Sous la direction de Max Webster, la pièce – à l'exception des scènes d'hôpital – est en mouvement constant, avec des mouvements fluides et complexes de Pi, des membres de l'ensemble et des marionnettistes. Il y a beaucoup de points d'intrigue compressés dans le script relativement compact de Chakrabarti. Parallèlement au rythme rapide de Webster, certaines parties de la pièce semblent précipitées, parfois au détriment des nuances.
Au-delà de l'aventure du voyage mouvementé de Pi, La vie de Pi souligne l’importance de raconter et de choisir des histoires. Dans une première scène, Pi, à la fois chrétien, hindou et musulman, commente que les trois religions sont essentiellement les mêmes : tout dépend de l'histoire que vous préférez.

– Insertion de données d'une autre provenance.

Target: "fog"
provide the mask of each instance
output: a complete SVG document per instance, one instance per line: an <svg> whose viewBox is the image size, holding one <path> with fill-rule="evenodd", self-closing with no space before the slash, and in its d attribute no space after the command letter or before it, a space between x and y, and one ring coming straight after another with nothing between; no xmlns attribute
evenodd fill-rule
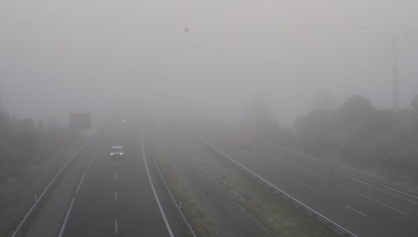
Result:
<svg viewBox="0 0 418 237"><path fill-rule="evenodd" d="M391 108L398 35L406 108L418 88L417 10L405 0L2 0L1 106L22 118L160 108L236 123L262 98L290 126L323 92Z"/></svg>

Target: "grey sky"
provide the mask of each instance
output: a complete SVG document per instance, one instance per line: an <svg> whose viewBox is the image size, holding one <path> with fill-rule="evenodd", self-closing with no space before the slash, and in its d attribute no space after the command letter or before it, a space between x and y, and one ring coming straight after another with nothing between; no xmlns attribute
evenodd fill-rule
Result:
<svg viewBox="0 0 418 237"><path fill-rule="evenodd" d="M21 117L158 105L233 122L262 95L285 124L325 90L389 108L391 35L408 30L404 108L418 94L417 12L405 0L0 0L1 105ZM332 29L350 27L365 28Z"/></svg>

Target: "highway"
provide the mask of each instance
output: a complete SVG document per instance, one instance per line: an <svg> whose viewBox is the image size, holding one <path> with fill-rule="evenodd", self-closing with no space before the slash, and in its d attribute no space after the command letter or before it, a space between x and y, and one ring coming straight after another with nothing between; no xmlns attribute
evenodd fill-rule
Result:
<svg viewBox="0 0 418 237"><path fill-rule="evenodd" d="M29 223L26 236L187 236L138 123L102 129ZM109 158L122 145L125 157Z"/></svg>
<svg viewBox="0 0 418 237"><path fill-rule="evenodd" d="M242 149L239 142L248 136L232 126L210 122L189 126L253 172L358 236L418 236L415 204L295 159L265 142Z"/></svg>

De même, à la fin de la pièce, M. Okamoto cherche un récit plus réaliste du voyage – « une factualité sèche et sans levure », comme l’appelle Pi dans le roman. Pi lui raconte donc une histoire alternative, sans animaux, impliquant uniquement des survivants humains du naufrage, mais avec des parallèles évidents avec l'histoire des animaux. Quelle est la meilleure histoire, demande-t-il à M. Okamoto, celle avec des animaux ou celle sans animaux ? Choisir une histoire, c'est sélectionner le sens qu'on donne à un événement ou à une vie.
La vie de PiLes animaux de, magnifiquement réalisés dans la production, travaillent avec ses personnages humains pour illustrer de manière vivante comment une histoire digne d'un tel choix peut être construite.
Durée : Environ deux heures et 20 minutes, incluant un entracte.
La vie de Pi joue jusqu'au 5 janvier 2025, en tournée nationale au Eisenhower Theatre du Kennedy Center for the Performing Arts, 2700 F St NW, Washington, DC. Acheter des billets (49 $ – 179 $) en ligne, à la billetterie, ou en appelant le (202) 467-4600 ou sans frais au (800) 444-1324. Les heures d'ouverture de la billetterie sont du lundi au samedi de 10h à 21h et le dimanche de 12h à 21h.
Recommandé pour les 10 ans et plus
Le programme pour La vie de Pi est en ligne ici.
Sécurité COVID : Les masques sont facultatifs dans tous les espaces du Kennedy Center pour les visiteurs et le personnel. En savoir plus sur la politique en matière de masques du Kennedy Center ici.